Death Angel's Rob Cavestany: 5 Albums That Made Me | Revolver

Death Angel's Rob Cavestany: 5 Albums That Made Me

From Stevie Wonder to Ozzy Osbourne, thrash guitarist tells stories behind records that most influenced him
death-angel-rob-cavestany-jimmyhubbard.jpg, Jimmy Hubbard
photograph by Jimmy Hubbard
Guitarist and songwriter Rob Cavestany is nothing if not persistent — and seemingly endlessly full of inspired riff-making abilities. From the 1987 formation of his stalwart Bay Area thrash outfit Death Angel through their stunning 2004 reformation following a 13-year break that came on the tail of a devastating bus crash, he's seen the band through their various iconic speed-driven albums and provided some of the genre's best whiplash bangers.
Now that their return to the fold has out-lived their initial run as a band, Death Angel stand tall among the greats and deserve a rightful spot in the thrash canon alongside acts like Testament, Exodus or any of the Big 4. Ahead of their ninth LP, Humanicide, we asked the influential hesher to talk about which records he reaches for when he needs a shot of inspiration. Below, Cavestany, lists the five influential albums that changed his life, shaping him as both a fan and a musician.

Elton John - Goodbye Yellow Brick Road (1973)

This is the first album I can remember obsessing over. I was 5 years old when this album was released, my dad got it and played it all the time. The album art, double gatefold / double LP hypnotized me (each song has its own art style and font for the lyrics). Not to mention the insanely incredible songs, musicianship, arrangements, hooks and of course Elton's voice and piano playing! I must credit this album for sparking my lifelong love for music — listening to, composing and playing it. To this day it holds a special place in my heart and soul. A true masterpiece in every sense of the word.

Stevie Wonder - Songs in the Key of Life (1976)

Another masterpiece from my dad's record collection in the 70s. Also a double gatefold / double LP created with equal musical genius as Goodbye Yellow Brick Road, but in a completely different style. Similar bullet points — amazing songs, musicianship, vocal prowess and hooks for days but with crazier and longer uncompromising arrangements and, of course, more of an R&B and soul flavor. I thank my dad and how he let me explore his record collection — as long as I didn't scratch his vinyl or mess up the needle on his turntable — for my varied taste in musical styles.

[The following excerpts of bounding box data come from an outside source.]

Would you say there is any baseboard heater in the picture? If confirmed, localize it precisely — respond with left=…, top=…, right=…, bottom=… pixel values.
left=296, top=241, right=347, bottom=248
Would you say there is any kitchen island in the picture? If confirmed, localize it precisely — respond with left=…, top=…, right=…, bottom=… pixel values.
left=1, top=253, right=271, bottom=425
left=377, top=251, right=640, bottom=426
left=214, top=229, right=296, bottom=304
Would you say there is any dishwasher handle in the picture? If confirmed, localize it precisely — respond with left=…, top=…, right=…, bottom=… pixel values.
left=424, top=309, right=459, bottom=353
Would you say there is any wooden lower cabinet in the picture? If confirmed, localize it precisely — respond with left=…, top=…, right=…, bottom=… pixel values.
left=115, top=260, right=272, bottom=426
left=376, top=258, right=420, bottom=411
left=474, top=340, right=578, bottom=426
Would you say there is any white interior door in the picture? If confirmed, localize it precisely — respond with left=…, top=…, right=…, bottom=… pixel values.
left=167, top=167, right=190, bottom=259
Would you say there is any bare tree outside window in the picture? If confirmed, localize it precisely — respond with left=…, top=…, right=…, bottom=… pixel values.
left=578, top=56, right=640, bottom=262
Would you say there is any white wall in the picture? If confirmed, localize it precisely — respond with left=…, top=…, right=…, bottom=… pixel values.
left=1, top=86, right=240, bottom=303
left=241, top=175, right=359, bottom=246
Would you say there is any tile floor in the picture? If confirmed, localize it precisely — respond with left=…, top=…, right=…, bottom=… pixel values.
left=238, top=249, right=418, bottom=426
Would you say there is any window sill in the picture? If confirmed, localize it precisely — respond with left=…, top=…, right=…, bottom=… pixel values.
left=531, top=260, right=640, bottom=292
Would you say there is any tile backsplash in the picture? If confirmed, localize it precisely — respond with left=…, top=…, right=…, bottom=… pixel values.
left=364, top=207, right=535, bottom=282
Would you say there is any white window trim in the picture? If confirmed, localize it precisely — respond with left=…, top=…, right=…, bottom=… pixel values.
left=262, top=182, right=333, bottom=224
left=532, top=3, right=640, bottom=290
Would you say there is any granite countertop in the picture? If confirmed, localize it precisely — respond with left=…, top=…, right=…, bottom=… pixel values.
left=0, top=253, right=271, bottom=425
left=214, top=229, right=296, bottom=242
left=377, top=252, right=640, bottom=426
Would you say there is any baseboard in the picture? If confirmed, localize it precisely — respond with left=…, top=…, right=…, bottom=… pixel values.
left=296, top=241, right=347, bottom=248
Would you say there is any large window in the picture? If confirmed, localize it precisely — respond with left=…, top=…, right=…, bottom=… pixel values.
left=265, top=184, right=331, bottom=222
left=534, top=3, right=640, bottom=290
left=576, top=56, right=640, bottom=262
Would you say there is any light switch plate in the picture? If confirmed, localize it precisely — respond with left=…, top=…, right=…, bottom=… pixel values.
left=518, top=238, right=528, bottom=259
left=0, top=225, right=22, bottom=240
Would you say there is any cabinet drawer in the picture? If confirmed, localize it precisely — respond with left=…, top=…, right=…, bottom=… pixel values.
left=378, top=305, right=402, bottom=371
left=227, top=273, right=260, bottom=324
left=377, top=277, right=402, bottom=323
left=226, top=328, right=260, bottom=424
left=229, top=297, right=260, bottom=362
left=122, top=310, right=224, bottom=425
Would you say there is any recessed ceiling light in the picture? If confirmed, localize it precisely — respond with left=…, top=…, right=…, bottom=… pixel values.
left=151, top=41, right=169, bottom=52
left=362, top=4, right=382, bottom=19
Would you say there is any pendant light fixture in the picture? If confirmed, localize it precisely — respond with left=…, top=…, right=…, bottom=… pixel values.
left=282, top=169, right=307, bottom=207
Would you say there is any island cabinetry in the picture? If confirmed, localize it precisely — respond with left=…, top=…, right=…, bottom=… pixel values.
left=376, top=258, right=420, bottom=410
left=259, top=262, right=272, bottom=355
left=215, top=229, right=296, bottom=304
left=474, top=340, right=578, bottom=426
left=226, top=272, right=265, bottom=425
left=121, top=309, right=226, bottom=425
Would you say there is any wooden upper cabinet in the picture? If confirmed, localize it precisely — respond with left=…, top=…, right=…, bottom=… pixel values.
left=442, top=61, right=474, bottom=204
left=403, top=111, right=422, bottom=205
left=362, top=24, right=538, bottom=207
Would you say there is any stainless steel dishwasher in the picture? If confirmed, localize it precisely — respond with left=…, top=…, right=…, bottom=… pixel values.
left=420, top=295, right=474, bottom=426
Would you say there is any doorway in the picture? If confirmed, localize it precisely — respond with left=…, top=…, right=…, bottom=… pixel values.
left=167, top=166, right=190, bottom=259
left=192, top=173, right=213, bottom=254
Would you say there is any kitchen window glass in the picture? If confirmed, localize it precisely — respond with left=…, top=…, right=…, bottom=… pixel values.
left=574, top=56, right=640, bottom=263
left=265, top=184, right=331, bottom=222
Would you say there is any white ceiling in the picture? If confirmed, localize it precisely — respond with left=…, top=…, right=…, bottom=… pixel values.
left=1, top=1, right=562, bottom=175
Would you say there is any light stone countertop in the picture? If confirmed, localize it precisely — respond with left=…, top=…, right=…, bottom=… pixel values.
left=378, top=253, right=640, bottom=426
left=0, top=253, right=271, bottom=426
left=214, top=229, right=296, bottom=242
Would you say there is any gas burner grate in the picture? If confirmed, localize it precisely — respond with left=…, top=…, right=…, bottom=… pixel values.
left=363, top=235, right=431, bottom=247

Kiss - Kiss Alive II (1977)

This is the record that made me want to actually perform live. Listening to the roar of the crowd and staring at the incredible live photos in the double-gatefold LP had me dreaming of being a rock star! The songs had so much more energy compared to the studio versions ... I could feel the vibes. This was one of the first albums I purchased with the lunch money I'd saved to begin my own record collection. Now I wanted to rock! Got the blood pumping in my 9-year-old self and by age 10 my parents took me to see Kiss live in San Francisco! That is how Death Angel began ...

Ozzy Osbourne - Diary of a Madman (1981)

This is the record that got me to actually learn how to play guitar. I already worshipped Blizzard of Ozz, but this album took it to the next level for me. Randy Rhoads became my true guitar hero and stayed that way to this day. Many others have influenced me before and after Randy, but he is my main man when it comes to the ultimate "guitar hero." He had the chops, songwriting ability, looks, guitars and that styleThat "it" factor. I wanted some of that "it" factor! He is the reason I play Jackson Guitars and have been since the 80s. He is the reason I can even play guitar at all. I'm not saying I think he's the best guitar player ever, but he was always my favorite. Not only Randy, but the songs on this album, Ozzy's voice, the lyrics ...  dark and moody ... Only two albums with Ozzy at such a young age. R.I.P. Randy Rhoads, he lives on through his music and influence on so many others.

Metallica - Ride the Lightning (1984)

Kill 'Em All, Ride the Lightning or Master of Puppets? This question is almost as tough as Priest or Maiden! In the end, Ride the Lightning takes it for me. This album had me at the open riff of "Fight Fire With Fire." At that point, that was the heaviest and tightest right-hand guitar tone to slice your head off riff I'd heard and it struck a nerve. The first time we saw Metallica live at the Keystone in Berkeley, California we were mind blown. Until then I had never seen such stage diving and a brutal pit. I was sold! Next rehearsal we changed our sound from "metal" to "thrash metal." To top it off, we got to open for Metallica on the Ride the Lightning Tour for two nights in San Francisco at the Kabuki Theater. At that time those were easily our biggest shows. Metallica mentored us like big brothers with Kirk [Hammett] producing our "Kill As One" demo that got us signed. Cliff [Burton] and James [Hetfield] used to wear Death Angel shirts that I screen printed myself in high school as they would head bang in the front row of our shows. Bay Area thrash scene at its finest ... Good times!